The foundations of All Saints' Church were laid in the 12th century, and part of the nave was built then. The whole building was restored and enlarged in 1874-75 by Thomas Graham Jackson.

==King Chapel==
The King Chapel was added in 1735 after the death of the 1st Baron King († 1734). The chapel is separated from the church aisle by a round headed, and there is a vaulted plaster ceiling springing from angle pilasters. Intended as a chapel over the family vault of the Lords King of Ockham and their descendants, the Earls of Lovelace, it features several church monuments, including
- Monument to Peter King, 1st Baron King, and his wife Anne Seys, sculpted by Michael Rysbrack (1734). On the north wall, white marble in Palladian style, with two figures sitting either side of large urn in front of pyramidal ground. Symbols of office surround Lord King.

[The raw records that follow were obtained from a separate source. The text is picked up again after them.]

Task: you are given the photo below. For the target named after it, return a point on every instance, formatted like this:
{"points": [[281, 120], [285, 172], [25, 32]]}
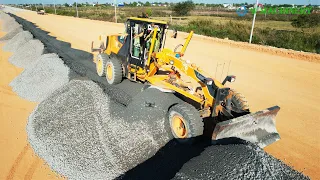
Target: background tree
{"points": [[306, 21], [147, 3], [184, 8]]}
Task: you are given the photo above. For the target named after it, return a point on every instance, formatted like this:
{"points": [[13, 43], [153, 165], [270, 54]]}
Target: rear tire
{"points": [[114, 72], [185, 123], [101, 64]]}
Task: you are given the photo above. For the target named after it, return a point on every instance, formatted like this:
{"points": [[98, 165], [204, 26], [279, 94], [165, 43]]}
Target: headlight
{"points": [[209, 83]]}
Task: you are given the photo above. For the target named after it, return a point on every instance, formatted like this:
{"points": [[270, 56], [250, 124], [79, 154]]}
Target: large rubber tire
{"points": [[185, 122], [114, 73], [101, 64]]}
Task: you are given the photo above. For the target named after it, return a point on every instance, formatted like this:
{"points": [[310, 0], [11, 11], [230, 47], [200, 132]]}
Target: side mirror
{"points": [[229, 79]]}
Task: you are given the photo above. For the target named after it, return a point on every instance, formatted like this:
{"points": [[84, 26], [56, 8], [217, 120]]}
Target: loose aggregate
{"points": [[236, 161], [17, 41], [27, 54], [44, 76], [82, 134]]}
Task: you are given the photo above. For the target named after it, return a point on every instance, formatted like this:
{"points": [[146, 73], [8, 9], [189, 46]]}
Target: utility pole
{"points": [[77, 9], [254, 20], [54, 5], [115, 10]]}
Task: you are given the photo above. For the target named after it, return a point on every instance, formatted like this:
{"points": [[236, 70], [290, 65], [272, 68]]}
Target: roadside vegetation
{"points": [[290, 31]]}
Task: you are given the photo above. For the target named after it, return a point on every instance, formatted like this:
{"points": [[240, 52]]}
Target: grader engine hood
{"points": [[258, 128]]}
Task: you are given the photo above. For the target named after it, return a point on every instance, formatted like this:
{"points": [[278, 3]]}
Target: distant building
{"points": [[225, 5]]}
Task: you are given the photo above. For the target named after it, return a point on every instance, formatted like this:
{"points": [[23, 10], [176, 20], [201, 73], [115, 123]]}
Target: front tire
{"points": [[114, 72], [101, 64], [186, 123]]}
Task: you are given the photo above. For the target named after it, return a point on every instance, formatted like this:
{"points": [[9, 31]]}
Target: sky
{"points": [[300, 2]]}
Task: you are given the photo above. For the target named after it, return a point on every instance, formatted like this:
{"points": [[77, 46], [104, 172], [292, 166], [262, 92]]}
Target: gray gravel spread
{"points": [[239, 161], [82, 134], [44, 76], [17, 41], [27, 54]]}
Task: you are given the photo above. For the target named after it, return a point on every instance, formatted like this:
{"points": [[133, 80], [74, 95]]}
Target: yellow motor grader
{"points": [[139, 54]]}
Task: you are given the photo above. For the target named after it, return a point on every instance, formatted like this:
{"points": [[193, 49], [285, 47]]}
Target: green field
{"points": [[271, 30]]}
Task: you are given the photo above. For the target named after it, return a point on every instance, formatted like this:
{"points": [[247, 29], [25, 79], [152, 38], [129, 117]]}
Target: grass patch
{"points": [[299, 41]]}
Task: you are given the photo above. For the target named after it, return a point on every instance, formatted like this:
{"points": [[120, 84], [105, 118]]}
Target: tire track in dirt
{"points": [[17, 162]]}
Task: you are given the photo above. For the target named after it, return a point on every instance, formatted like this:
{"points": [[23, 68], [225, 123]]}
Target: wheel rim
{"points": [[109, 72], [179, 127], [99, 65]]}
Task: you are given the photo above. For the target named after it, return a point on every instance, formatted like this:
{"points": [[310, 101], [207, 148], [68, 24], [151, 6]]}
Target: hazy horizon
{"points": [[298, 2]]}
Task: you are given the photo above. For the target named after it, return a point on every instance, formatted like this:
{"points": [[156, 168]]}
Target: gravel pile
{"points": [[17, 41], [27, 54], [44, 76], [82, 134], [236, 161]]}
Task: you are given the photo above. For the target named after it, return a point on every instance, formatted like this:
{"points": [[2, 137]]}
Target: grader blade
{"points": [[258, 128]]}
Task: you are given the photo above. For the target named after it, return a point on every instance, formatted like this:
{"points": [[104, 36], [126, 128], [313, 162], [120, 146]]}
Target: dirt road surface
{"points": [[265, 79], [18, 160]]}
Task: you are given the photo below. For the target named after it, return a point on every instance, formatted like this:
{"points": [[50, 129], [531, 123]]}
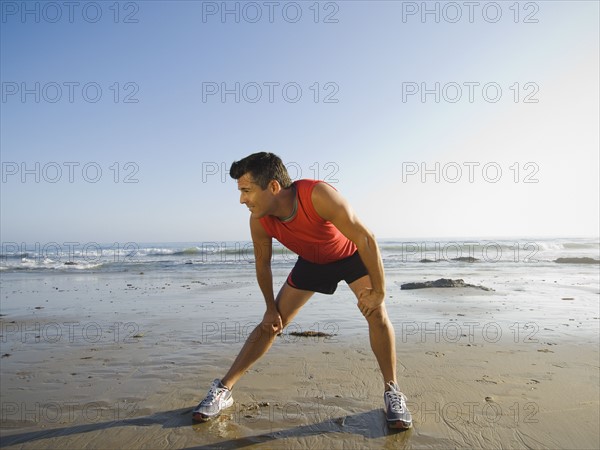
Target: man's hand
{"points": [[369, 301], [272, 321]]}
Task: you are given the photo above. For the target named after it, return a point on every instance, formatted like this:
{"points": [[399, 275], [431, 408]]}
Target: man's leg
{"points": [[289, 301], [381, 334]]}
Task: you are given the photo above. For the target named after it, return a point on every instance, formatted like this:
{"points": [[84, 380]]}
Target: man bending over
{"points": [[313, 220]]}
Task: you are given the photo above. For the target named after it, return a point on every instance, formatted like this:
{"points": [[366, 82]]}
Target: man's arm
{"points": [[263, 251], [331, 206]]}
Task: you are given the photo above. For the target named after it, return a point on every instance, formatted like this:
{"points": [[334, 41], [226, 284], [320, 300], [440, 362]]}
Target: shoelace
{"points": [[395, 399], [212, 395]]}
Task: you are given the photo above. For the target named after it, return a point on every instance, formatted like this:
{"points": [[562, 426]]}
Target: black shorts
{"points": [[324, 278]]}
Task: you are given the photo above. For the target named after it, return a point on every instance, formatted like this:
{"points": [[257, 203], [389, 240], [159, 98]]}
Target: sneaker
{"points": [[217, 399], [397, 414]]}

- Monument to Walter Frilende, a priest († 1376). To the north side of the main altar, in the form of a brass tablet. This is the earliest priest's brass in Surrey.
- Monument to John Weston († 1483), also made of brass.
- Monument to the 7th Baron King († 1833), by Sir Richard Westmacott, in the form of a white marble bust.
- Funerary urn containing the ashes of the 2nd Earl of Lovelace († 1906) and those of Lady Mary Lovelace († 1941), in the form of a stone casket on monolithic pedestal with heraldic enamel plaques.

==Churchyard==
There are several graves looked after by the Commonwealth War Graves Commission, and the church itself includes a memorial to those who gave their lives in the Great War and World War II.